I/O requests taking more than 15 seconds

  • I've read through a lot of posts regarding this error message. Unfortunately, none of them seem to fit my situation.

    Here's the specs of my Virtual Server:

    - SQL Server 2005 Std Ed SP2

    - Microsoft Windows Server 2003 R2 Std Ed SP2 Operating System

    - 2 processors @2.33GHz each

    - 3 VMware Virtual disk SCSI Disk Devices (C, E (data), and F (logs))

    - 3.75GB of RAM

    - Sharing resources with other virtual machines

    - 14 drives on the SAN

    - This virtual machine has it's own Logical Path to the storage

    Here are the database specs on this virtual server

    - DBA, 60 MB, SIMPLE recovery, hardly no I/O, only used during nightly maintenance windows

    - fasuite, 468 MB, SIMPLE recovery, little I/O

    - McGann, 1069.25 MB, FULL recovery. between 2 and 4501 bytes, users connected throughout the day

    - McGann_Removed, 2.94MB, SIMPLE recovery, hardly no I/O,

    - wp1281, 114.50 MB, FULL recovery, minimum I/O, users connected throughout the day

    - wslogdb61, 6000 MB, SIMPLE recovery, highest I/O at around 923897 bytes, this databases logs Internet visits from all networked computers

    *Note: I just recently added the last database - these I/O errors were happening before I added it so I do not attribute it's size or process directly to the problem.

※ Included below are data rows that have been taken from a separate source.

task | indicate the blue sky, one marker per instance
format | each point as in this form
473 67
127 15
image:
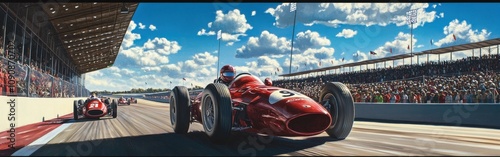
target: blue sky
166 42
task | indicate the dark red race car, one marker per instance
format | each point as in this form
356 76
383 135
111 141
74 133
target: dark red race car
94 108
250 105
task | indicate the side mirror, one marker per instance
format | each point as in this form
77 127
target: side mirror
268 82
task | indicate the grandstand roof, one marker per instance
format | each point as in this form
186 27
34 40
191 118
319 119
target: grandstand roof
91 33
449 49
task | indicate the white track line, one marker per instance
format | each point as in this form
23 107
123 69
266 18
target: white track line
35 145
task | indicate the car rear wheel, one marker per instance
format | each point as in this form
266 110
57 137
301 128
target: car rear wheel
179 109
75 110
337 99
216 112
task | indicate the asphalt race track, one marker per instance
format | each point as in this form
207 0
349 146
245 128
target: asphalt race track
144 129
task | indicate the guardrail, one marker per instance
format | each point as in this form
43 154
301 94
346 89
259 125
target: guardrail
20 111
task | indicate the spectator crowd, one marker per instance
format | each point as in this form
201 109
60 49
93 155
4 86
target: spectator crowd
469 80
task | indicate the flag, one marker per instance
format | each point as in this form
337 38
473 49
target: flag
219 34
293 7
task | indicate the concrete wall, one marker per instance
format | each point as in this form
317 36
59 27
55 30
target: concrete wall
477 115
32 110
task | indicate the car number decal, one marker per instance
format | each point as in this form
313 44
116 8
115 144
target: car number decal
284 94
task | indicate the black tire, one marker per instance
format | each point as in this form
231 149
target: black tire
218 95
114 106
179 109
341 109
80 102
75 110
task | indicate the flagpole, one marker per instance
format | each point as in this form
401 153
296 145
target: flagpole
218 56
411 44
293 36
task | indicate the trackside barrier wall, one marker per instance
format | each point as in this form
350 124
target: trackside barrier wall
32 110
473 114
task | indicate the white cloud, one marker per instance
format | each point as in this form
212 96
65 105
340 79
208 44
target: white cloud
141 26
463 33
204 32
153 52
152 27
347 33
233 25
266 44
334 14
311 59
129 38
264 66
441 15
308 39
274 46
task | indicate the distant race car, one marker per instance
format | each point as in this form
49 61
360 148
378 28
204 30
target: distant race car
94 108
123 100
249 105
132 100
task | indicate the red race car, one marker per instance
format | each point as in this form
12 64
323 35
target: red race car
94 108
123 100
252 106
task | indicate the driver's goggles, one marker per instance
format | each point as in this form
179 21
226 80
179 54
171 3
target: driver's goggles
228 74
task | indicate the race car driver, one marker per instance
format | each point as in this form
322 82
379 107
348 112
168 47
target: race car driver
227 73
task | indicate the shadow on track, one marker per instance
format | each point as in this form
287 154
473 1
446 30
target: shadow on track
193 144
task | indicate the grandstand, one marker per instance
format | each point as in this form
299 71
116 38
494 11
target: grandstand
46 48
473 79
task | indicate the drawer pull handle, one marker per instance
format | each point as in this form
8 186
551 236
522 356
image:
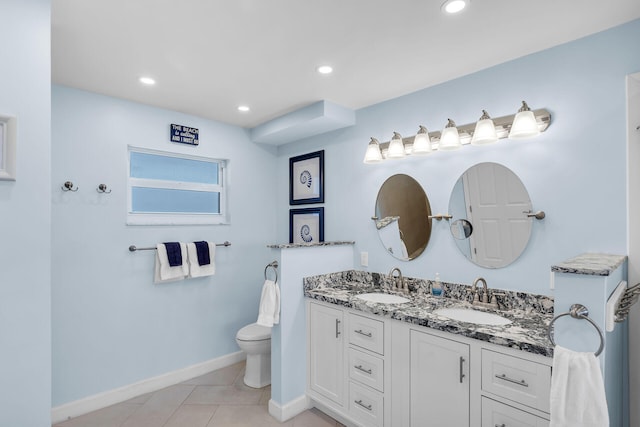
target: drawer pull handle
523 383
367 407
366 371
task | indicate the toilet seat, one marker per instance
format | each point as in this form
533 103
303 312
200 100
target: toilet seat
254 332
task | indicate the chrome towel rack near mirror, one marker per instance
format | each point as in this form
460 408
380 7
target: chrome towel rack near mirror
577 311
274 266
134 248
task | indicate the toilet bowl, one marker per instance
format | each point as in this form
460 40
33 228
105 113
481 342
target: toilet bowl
255 341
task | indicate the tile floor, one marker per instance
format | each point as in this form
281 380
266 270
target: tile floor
216 399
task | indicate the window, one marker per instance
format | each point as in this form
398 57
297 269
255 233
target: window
175 189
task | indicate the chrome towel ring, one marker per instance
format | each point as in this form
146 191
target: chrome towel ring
577 311
274 266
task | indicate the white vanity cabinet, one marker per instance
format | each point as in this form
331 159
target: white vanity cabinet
439 381
371 371
326 352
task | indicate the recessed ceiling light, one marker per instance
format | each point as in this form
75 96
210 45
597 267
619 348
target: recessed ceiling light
325 69
454 6
147 81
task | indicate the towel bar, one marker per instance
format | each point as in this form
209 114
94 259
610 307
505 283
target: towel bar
274 266
577 311
134 248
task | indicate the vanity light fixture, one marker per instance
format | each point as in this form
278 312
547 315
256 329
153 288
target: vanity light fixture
396 147
514 126
450 139
485 131
422 142
454 6
524 124
373 154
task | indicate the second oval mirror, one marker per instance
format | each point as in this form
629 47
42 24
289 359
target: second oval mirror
489 205
402 217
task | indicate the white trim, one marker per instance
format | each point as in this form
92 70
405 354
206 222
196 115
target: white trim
121 394
289 410
8 147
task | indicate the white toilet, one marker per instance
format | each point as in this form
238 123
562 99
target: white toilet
255 340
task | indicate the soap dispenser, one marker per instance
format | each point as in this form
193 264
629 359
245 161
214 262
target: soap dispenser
436 287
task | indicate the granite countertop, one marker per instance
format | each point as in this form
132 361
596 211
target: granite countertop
528 332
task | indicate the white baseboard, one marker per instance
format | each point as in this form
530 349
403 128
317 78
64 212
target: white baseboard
111 397
289 410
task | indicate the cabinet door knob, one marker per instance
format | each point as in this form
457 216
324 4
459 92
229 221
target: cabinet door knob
523 383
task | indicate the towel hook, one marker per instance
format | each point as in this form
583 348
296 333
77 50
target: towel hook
68 186
577 311
102 188
274 266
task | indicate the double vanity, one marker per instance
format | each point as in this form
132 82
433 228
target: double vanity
377 357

    Ok, so when I monitor my server using Perfmon I see normal ranges on all counters. I confirmed this as well with my SAN admin.

    However, I continue to get the SQL Error Message that an I/O requests is taking longer than 15 seconds! I notice this occurs on the Lazy Writer most of the time, writing to the F (log) drive.

    I also notice that it doesn't exactly coincide with my Transaction Log backups, but it comes close MOST of the time. Sometimes, however, it is random.

    Also, it does not always happen on the same database request.

    I would really appreciate any suggestions for what I need to monitor or look at.

    Thanks in advance for your assistance!

    sandy

  • Sandy,

    Take a look at this blog entry, it might be relevant.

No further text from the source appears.